Nestes anos de atividade cientifica ininterrupta o convívio diário com os orientandos de Mestrado, Doutorado e Iniciação Científica proporcionaram grandes alegrias.

Foram mais de sessenta orientações entre mestrados e doutorados, e mais de 100 de Iniciação Científica. Com cada orientando mais foi aprendido do que ensinado. Gratificante é ter a certeza de que muitos serão melhores do que o mestre. Neste mais de 30 anos de carreira universitária foram publicados quase 300 artigos científicos, depositadas várias patentes e redigido vários capítulos de livro, publicados no Brasil e no exterior.     
O reconhecimento veio atrav és de inúmeros prêmios e distinções, como a Comenda Nacional da Ordem do Mérito Científico, em 1998, e a promoção, em 2004, para a classe Grã-Cruz, e o Diploma de Amigo do Instituto Militar de Engenharia, em 2007. Muitas outras distinções acadêmicas foram recebidas.

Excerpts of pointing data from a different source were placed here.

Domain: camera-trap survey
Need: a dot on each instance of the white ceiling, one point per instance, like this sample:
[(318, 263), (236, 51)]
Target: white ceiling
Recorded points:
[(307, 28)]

As linhas de pesquisa de interesse se estendem desde vários domínios da Química Orgânica à História da Química no Brasil. Mas, a grande paixão continua sendo a Química de Produtos Naturais. Para conhecer os segredos e os mistérios das plantas é necessário conhecer o seu metabolismo secundário. Isto significa descobrir as suas micromoléculas e os seus papéis na vida dos vegetais.

Um dos grandes prazeres é a editoria do Journal of the Brazilian Chemical Society. Participar desde a sua criação ao seu estágio atual como um dos principais periódicos da América Latina é motivo de grande orgulho. É um exemplo de que vale a pena se dedicar de corpo e alma àquilo que se faz.

As influências na universidade foram muitas, mas as mais marcantes foram as dos Professores Afonso do Prado Seabra e Raimundo Braz-Filho.
Com estes mestres muito foi aprendido. Seabra e Braz como hoje os chamo, foram dois exemplos distintos e com características diametralmente opostas. De cada um herdei genes diferentes.Em todos estes anos se aprende todos os dias, principalmente com os mais “velhos”. Como não admirar professores do quilate de Nuno Álvares Pereira, Aïda Espínola, Adelina Costa Neto...     
N ão se pode deixar de mencionar as amizades feitas na universidade que perduram até hoje com os também professores Eliezer Barreiro, Vitor Francisco Ferreira e inúmeros outros amigos.

Este resumo biográfico termina com a constelação MMM - Maria, Mariana e Manuel, e a certeza de que com eles a vida é ótima e mais fácil, pena que seja uma só. Se outras houvesse, a opção seria estudar Química, relicário que guarda o segredo da vida. A vida se renova todos os dias, por isso é bela, basta vê-la e senti-la através de um sorriso infantil.     
Este prazer se renova todos os dias ao ver Alice, a mascote da turma, acordar todos os dias com um grande sorriso no rosto para anunciar o grande milagre da exist ência.